I salute those Members, Mr. Speaker, who are retiring from the political arena: Mr. Kakfwi, Mr. Antoine, Mr. Ootes, and yourself, Mr. Speaker, for my appreciation, my admiration and my expectation that somewhere, sometime we will be seeing each other again in some avenue of public service.
I am especially grateful to my constituency assistant for four years, John Argue. John came to me with almost 30 years of experience in the territorial civil service, and with a volunteer record and a familiarity with this city that I doubt could be matched by anyone. John, you helped me shine in the good days and you polished me up on the not so good ones. I value your loyalty above all. Thank you.

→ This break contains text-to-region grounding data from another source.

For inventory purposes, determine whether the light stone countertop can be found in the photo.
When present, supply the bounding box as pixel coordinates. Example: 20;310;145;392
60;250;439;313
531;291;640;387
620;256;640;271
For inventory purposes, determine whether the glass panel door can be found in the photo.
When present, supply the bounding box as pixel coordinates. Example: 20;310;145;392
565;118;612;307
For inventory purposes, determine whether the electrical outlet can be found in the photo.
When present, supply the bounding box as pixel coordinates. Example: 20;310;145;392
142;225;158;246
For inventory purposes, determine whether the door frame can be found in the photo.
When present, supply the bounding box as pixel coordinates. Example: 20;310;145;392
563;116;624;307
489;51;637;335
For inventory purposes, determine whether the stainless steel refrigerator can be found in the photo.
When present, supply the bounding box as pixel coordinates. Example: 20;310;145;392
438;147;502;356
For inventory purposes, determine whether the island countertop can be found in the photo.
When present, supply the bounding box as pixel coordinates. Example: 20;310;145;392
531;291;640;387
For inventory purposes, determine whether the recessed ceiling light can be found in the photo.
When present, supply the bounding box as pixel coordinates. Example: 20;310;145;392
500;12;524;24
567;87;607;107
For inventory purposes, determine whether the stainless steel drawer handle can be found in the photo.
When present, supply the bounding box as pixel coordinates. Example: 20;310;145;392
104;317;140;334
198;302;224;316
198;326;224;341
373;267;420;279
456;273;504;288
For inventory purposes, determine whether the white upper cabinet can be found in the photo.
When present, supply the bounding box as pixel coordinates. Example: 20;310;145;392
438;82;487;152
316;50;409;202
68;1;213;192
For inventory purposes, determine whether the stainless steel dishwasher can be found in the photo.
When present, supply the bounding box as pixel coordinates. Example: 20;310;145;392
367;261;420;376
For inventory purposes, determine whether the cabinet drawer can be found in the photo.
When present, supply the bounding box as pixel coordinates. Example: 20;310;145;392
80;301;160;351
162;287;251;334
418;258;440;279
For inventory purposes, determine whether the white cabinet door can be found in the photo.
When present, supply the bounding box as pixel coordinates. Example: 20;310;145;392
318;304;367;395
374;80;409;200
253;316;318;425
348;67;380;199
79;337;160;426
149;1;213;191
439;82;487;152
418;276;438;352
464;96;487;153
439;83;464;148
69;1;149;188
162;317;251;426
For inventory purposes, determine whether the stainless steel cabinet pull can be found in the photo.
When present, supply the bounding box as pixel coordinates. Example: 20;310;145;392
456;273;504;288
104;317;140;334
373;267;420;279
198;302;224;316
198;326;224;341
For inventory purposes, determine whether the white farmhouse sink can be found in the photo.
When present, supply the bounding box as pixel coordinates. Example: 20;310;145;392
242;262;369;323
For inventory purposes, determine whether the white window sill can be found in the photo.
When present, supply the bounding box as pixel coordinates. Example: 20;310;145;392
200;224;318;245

It's to my family that I owe my greatest appreciation and affection. My wife Val and my daughters Rae and Carmen tolerated, comforted and gave me their unflagging confidence. I am especially indebted to my daughters, because if ever I started to sound pompous or fake or, heaven forbid, political about anything, they tackled me hard. I'm blessed to have an extended family here, Mr. Speaker, my mother, three brothers and their families, all of whom accepted my ambitions and the risk that it involved.
It's a great time to be in the NWT and to have the trust of the people in the riding of Great Slave to represent them in this Assembly for the last four years. I hope to return for the next four. Thank you, Mr. Speaker.